|
Submitted by
Assigned_Reviewer_4
Q1: Comments to author(s).
First provide a summary of the paper, and then address the following
criteria: Quality, clarity, originality and significance. (For detailed
reviewing guidelines, see
http://nips.cc/PaperInformation/ReviewerInstructions)
This paper makes two contributions. First, this paper
continues a trend of recent work by Park and Pillow (2011) and Ramirez
& Paninski (2012) to provide a firm grounding of the spike-triggered
methods STA and STC within forward, likelihood-based modelling. STA and
STC are calculated as moments from the stimulus/response ensemble, and are
popular for constructing stimulus/response models due to their speed and
simplicity. However, as explored extensively in previous work (e.g.

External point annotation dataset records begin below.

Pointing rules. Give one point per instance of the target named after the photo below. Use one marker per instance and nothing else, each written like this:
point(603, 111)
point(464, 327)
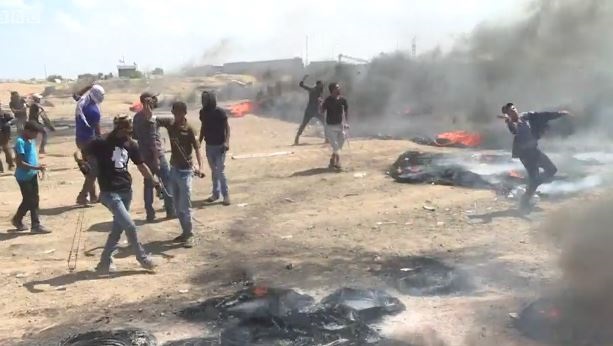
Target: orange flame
point(260, 291)
point(459, 138)
point(239, 110)
point(515, 174)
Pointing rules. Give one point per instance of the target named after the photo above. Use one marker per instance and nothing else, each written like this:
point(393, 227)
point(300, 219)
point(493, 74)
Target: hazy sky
point(79, 36)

Paninski 2003, Sharpee et al 2004, Samengo & Gollisch 2013), the
validity and utility of these moments depends on particular restrictive
conditions on the stimulus set. The prior work of Park & Pillow (2011)
was able to shed light on this, by relating these moments to the
parameters of a Generalised Linear Model (GLM), a popular forward model
for neural responses. While GLM parameter estimation typically requires
log-likelihood maximisation over a full dataset (a potentially slow
operation), if one instead maximises the expected log-likelihood (EL)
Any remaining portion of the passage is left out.